Joint Distribution Committee resettlement experts from nine European countries last night concluded a two-day conference here called to study the effects of the new refugee immigration act passed by Congress several weeks ago. The JDC men were joined by specialists of the United Service for New Americans and by other leaders in the refugee field.
During the meeting JDC migration officers drafted plans to give assistance to would-be immigrants to the United States and considered ways and means of speeding Jewish refugees to the U.S. It was indicated that JDC and USNA, which sponsored more than two-thirds of all refugees to enter the U.S. in the 1948-51 Truman DP immigrant program, will again sponsor most of the Jewish refugees entering the U.S. under the Eisenhower Administration’s program.
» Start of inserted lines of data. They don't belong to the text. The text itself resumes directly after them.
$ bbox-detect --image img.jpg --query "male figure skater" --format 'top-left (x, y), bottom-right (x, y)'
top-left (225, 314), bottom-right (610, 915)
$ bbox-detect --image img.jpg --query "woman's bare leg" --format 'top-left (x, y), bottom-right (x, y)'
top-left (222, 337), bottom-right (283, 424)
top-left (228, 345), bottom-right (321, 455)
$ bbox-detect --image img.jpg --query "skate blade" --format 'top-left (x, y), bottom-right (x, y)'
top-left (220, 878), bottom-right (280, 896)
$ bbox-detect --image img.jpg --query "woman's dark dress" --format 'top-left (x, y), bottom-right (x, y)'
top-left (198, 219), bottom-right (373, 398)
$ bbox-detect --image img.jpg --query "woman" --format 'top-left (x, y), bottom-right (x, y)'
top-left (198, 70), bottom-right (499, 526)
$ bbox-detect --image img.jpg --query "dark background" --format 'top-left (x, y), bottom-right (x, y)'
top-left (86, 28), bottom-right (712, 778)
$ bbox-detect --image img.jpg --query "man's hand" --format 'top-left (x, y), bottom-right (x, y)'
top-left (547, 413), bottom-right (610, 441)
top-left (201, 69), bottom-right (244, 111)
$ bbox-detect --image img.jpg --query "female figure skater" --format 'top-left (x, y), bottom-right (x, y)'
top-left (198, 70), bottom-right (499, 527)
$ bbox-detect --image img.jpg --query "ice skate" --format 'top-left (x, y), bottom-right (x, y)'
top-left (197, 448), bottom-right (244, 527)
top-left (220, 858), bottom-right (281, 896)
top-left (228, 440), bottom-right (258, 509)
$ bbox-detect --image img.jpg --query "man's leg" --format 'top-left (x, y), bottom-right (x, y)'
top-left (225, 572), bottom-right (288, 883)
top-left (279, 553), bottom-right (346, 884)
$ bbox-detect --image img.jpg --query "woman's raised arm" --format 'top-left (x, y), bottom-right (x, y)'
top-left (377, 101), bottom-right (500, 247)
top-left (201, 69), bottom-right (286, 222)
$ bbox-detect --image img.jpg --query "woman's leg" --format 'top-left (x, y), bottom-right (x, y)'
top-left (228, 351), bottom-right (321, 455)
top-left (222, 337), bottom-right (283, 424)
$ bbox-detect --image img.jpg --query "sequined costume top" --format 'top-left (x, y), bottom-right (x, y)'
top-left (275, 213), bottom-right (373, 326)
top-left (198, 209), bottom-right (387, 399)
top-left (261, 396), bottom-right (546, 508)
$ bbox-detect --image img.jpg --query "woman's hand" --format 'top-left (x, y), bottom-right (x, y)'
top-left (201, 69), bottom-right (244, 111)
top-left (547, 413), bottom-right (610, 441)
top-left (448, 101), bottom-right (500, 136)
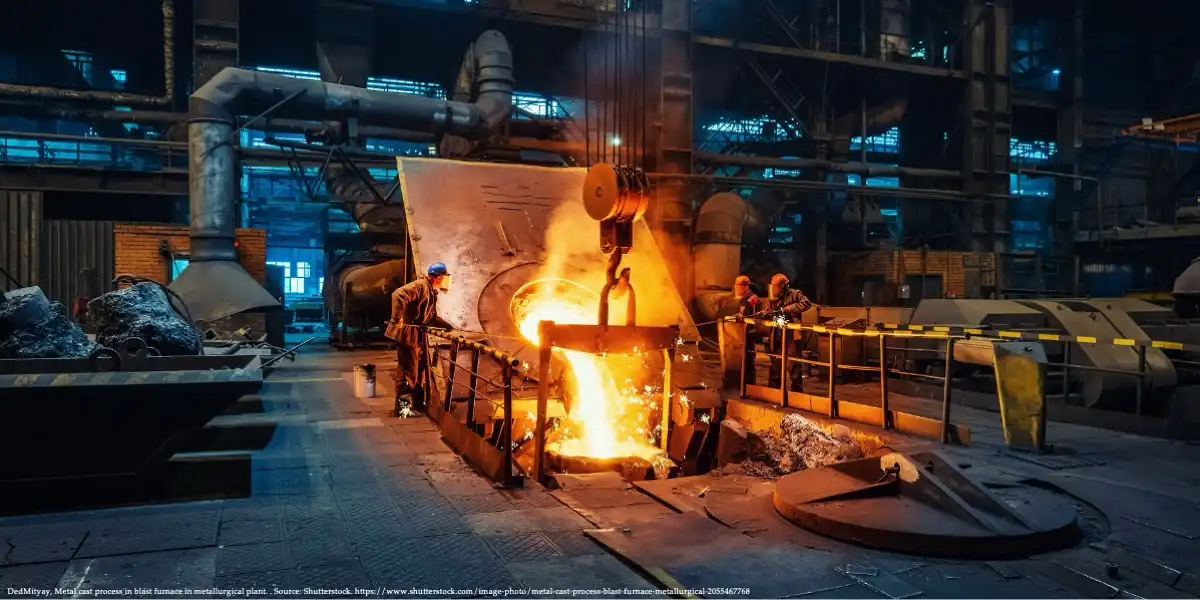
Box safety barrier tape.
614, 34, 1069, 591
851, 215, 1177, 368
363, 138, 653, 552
724, 319, 1200, 352
876, 323, 1200, 352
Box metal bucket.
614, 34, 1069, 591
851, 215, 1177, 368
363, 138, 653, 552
354, 364, 374, 398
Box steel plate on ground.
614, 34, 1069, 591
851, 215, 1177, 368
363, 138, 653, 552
1008, 452, 1104, 470
587, 512, 868, 598
634, 475, 775, 512
774, 452, 1082, 558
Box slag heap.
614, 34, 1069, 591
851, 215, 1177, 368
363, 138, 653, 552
0, 287, 96, 359
88, 282, 202, 356
714, 414, 863, 478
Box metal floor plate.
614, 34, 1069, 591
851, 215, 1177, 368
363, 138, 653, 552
1008, 452, 1104, 470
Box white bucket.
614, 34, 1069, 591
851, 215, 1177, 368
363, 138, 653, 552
354, 364, 374, 398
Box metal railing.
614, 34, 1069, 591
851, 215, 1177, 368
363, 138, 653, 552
422, 328, 524, 487
731, 318, 965, 444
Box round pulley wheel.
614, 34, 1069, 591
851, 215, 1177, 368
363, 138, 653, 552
583, 162, 620, 221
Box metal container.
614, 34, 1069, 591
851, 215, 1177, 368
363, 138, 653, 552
354, 364, 374, 398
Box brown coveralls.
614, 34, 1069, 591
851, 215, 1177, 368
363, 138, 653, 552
391, 277, 454, 410
767, 289, 812, 391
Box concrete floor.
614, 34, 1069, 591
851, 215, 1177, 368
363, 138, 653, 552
0, 344, 1200, 598
0, 347, 652, 598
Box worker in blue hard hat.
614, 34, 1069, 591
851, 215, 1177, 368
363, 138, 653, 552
385, 263, 454, 416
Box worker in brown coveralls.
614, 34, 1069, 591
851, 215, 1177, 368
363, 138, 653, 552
386, 263, 454, 416
733, 275, 764, 385
767, 272, 812, 391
In their reports, JDC officials stressed that most of the refugees registered with the agency’s resettlement department are escapees from Communist countries who previously were victims of the Nazis, As such, it was pointed out, they are eligible to come to the U.S. under the new law.
Among the non-JDC specialists to address the conference were Dr. G. Van Heuven Goedhart, United Nations High Commissioner for Refugees, and Ugo Carusi, former U.S. Commissioner for Immigration and Naturalization, former chairman of the Displaced Persons Commission and currently in charge of the refugee program of the Mutual Security Agency.